Watch The Watchers: 'Trusted' Employees Can Do Damage
A study of insider attacks within financial firms offers lessons to other companies: identify important data, limit access, and scrutinize trusted users most closely
Many aspects of insider attacks have remained constant over nearly the past decade. Roughly half of all companies record an insider incident, about three-quarters do not report the event to law enforcement, and firms typically are split about whether their insider attacks are more damaging than their external compromises.
Yet a report on insider fraud in the financial industry published earlier this year marks a potential departure from the past: More than half of all fraud incidents involved a manager or other trusted employee, an increase over prior years, according to the Software Engineering Institute (SEI) at Carnegie Mellon University. Considering that incidents involving managers caused $200,106 in actual damage on average, nearly double that of incidents involving non-managers, companies should avoid giving managers carte blanche access to their systems.
"Organizations need to focus on managers who may be involved in a fraud event," says Randy Trzeciak, technical team lead for Insider Threat Research Team at SEI's Computer Emergency Response Team (CERT). "Is there anyone really watching the person who is supposed to be watching for fraud being committed in their particular organization?"
Rogue managers not only cause more damage, but they are able to get away with the crimes longer, according to the report. The average crime committed by a manager lasted nearly three years, almost double the 18 months that non-managers were able to conduct their crimes.
The report, funded by the Department of Homeland Security, studied 80 cases of insider fraud in the financial sector provided to CERT by the U.S. Secret Service. The researchers studied 67 insider fraud attacks and 13 external incidents, finding that most fraud was not very technically sophisticated, and while log files and monitoring appear to aid in detecting external breaches, most insider attacks were detected through an audit, customer complaint, or a suspicious co-worker.
[ While essentially a data security and data leak prevention problem, protecting against intellectual-property theft is also about improving a company's overall security posture. See Five Steps To Protecting Intellectual Property. ]
CERT researchers have classified insider attacks into three broad groups: IT sabotage destroys a valuable asset, intellectual property theft aims to steal information of business value, and fraud uses insider access for illicit, personal gain. The report focused on the last category.

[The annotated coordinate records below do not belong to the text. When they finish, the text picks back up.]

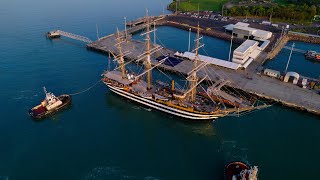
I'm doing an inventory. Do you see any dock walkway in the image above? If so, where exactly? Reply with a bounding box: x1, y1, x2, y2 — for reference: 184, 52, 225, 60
87, 16, 320, 115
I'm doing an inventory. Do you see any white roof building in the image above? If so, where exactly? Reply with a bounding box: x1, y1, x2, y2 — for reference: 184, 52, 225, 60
224, 22, 272, 40
175, 52, 242, 70
232, 40, 261, 65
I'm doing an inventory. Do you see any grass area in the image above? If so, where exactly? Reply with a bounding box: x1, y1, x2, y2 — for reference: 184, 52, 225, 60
169, 0, 228, 12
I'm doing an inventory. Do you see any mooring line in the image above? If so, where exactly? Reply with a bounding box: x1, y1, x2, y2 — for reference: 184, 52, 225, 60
69, 79, 102, 96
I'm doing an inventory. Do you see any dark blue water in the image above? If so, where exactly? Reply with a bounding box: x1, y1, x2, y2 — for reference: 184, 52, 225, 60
265, 41, 320, 78
0, 0, 320, 180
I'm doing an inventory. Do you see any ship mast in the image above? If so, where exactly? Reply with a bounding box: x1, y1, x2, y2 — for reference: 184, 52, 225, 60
189, 23, 200, 102
116, 28, 126, 79
145, 10, 152, 90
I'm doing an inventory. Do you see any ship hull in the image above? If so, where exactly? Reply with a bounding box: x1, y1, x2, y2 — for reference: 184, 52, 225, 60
105, 83, 227, 121
29, 94, 71, 119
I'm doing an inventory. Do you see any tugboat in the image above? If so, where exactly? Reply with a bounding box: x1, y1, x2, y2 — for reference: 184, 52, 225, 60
47, 31, 61, 39
304, 51, 320, 62
225, 161, 258, 180
29, 87, 71, 119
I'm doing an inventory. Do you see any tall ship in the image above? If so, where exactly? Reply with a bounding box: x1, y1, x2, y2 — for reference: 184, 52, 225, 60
102, 11, 268, 121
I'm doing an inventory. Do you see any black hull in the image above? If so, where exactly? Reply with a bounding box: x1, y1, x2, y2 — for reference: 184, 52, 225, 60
29, 94, 71, 119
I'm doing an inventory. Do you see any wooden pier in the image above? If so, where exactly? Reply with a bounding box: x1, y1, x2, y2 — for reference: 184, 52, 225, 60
87, 16, 320, 115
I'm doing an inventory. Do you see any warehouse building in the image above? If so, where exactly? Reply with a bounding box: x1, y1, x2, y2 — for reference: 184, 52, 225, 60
224, 22, 272, 41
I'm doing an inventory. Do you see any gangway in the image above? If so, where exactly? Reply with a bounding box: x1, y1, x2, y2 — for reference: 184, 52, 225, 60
54, 30, 93, 43
283, 46, 307, 54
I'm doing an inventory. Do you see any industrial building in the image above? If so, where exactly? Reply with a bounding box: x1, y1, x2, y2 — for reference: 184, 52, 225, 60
232, 39, 261, 68
224, 22, 272, 41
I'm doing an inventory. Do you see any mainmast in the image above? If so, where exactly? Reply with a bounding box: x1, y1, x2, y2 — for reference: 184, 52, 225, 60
116, 28, 126, 78
145, 10, 152, 89
189, 23, 200, 102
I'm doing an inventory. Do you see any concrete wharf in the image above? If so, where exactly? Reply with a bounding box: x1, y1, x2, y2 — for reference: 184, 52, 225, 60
87, 15, 320, 115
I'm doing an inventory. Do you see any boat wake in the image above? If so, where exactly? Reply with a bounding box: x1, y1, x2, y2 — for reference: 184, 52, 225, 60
84, 166, 160, 180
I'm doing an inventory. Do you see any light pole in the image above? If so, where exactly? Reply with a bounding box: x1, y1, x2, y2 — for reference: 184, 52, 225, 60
188, 28, 191, 52
124, 17, 127, 40
228, 32, 233, 62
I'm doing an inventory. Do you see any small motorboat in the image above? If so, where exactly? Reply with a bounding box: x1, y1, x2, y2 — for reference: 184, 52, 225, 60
46, 31, 61, 39
224, 161, 258, 180
29, 87, 71, 119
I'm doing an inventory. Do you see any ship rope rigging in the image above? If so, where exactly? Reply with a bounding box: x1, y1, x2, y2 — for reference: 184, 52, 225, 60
103, 10, 268, 119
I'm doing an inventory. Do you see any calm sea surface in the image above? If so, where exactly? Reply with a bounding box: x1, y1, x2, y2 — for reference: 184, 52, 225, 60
0, 0, 320, 180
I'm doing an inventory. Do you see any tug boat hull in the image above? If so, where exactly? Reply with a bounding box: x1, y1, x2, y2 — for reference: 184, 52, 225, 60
224, 161, 249, 180
29, 94, 71, 119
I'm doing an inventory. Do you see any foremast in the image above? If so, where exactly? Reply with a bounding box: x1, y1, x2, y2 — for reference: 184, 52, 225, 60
145, 10, 152, 90
115, 28, 126, 79
188, 23, 201, 102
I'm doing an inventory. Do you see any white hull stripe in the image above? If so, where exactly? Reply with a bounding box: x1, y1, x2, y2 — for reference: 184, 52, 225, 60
108, 85, 224, 120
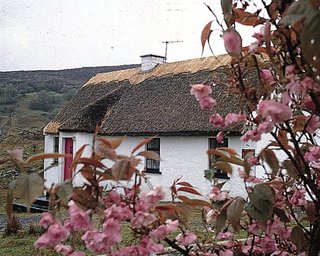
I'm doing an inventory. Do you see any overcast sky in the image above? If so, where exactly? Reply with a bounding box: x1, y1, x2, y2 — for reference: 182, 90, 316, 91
0, 0, 252, 71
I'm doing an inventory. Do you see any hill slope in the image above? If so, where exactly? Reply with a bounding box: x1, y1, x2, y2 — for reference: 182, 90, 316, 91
0, 65, 138, 160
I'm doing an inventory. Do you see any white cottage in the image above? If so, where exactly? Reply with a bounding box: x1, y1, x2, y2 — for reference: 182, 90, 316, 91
44, 55, 255, 198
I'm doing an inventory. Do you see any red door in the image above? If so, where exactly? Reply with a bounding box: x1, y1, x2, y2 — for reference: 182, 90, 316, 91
63, 138, 73, 180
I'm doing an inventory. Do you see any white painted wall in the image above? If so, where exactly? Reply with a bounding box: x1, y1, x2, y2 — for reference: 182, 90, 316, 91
45, 133, 256, 200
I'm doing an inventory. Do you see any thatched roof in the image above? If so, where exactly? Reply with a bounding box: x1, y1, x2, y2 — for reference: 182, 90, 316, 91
44, 55, 246, 136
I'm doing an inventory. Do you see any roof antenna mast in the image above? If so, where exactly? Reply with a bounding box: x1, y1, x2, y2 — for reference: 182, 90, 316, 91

In a previous report, CERT found that, while companies see three times more external incidents than internal incidents, that nearly half -- 46 percent -- considered attacks by insiders more damaging than those by outsiders.
"We do believe that organizations are becoming more aware of the insider threat problem," Trzeciak says. "Many organizations that we talked to do recognize insiders as a threat to their data and organizations."
Other reports have noted the same concern. In its 2012 Trust, Security & Passwords survey, security firm Cyber-Ark polled 820 IT managers and found that 71 percent considered insiders a more critical threat than external hackers.
In the past, insiders had most often made off with customer lists, says Adam Bosnian, executive vice president for corporate development at Cyber-Ark. Yet the firm's recent survey found that most IT managers believed that privileged user accounts were more likely to be targeted.
"We ascribe that to, if I get the customers lists, that's a one-and-done sort of thing. If I have the customer list, I can take it to my next company or sell it, and that's it," he says. "If I have the credentials list, that lets me do a lot more follow-on stuff."
Solutions are more about process and people, says Sam Curry, chief technology officer for identity and data protection at RSA. Technology has to keep the attackers guessing, whether they are in internal employees or external attackers.
"Simply staring at where the money went last time is not going to tell you where the money will go this time," Curry says. "The best way to defeat attackers is to keep the cost to break [your defenses] high. And keep the bad guys having to adapt to you, rather than trying to detect them based on last year's tactics."
Cyber-Ark's Bosnian sees the problem in terms of providing a better solution. Software that discovers and monitors privileged systems and privileged users can help keep a company aware of potential insider threats and even detect an attack when it occurs.
Companies need to determine what assets they have that are valuable and could be accessed or harmed by an insider. Then they need to find who has access to the systems and who really needs to have access. A good way to do that is to change the credentials on important accounts -- such as administer and root accounts, but also accounts used by services that could be co-opted -- and see who complains, Bosnian says.
"People come out of the woodwork, saying, 'What happened? I can't get into the database anymore,'" he says. "Take control of the credential, change the credential, and you will find out who still has access."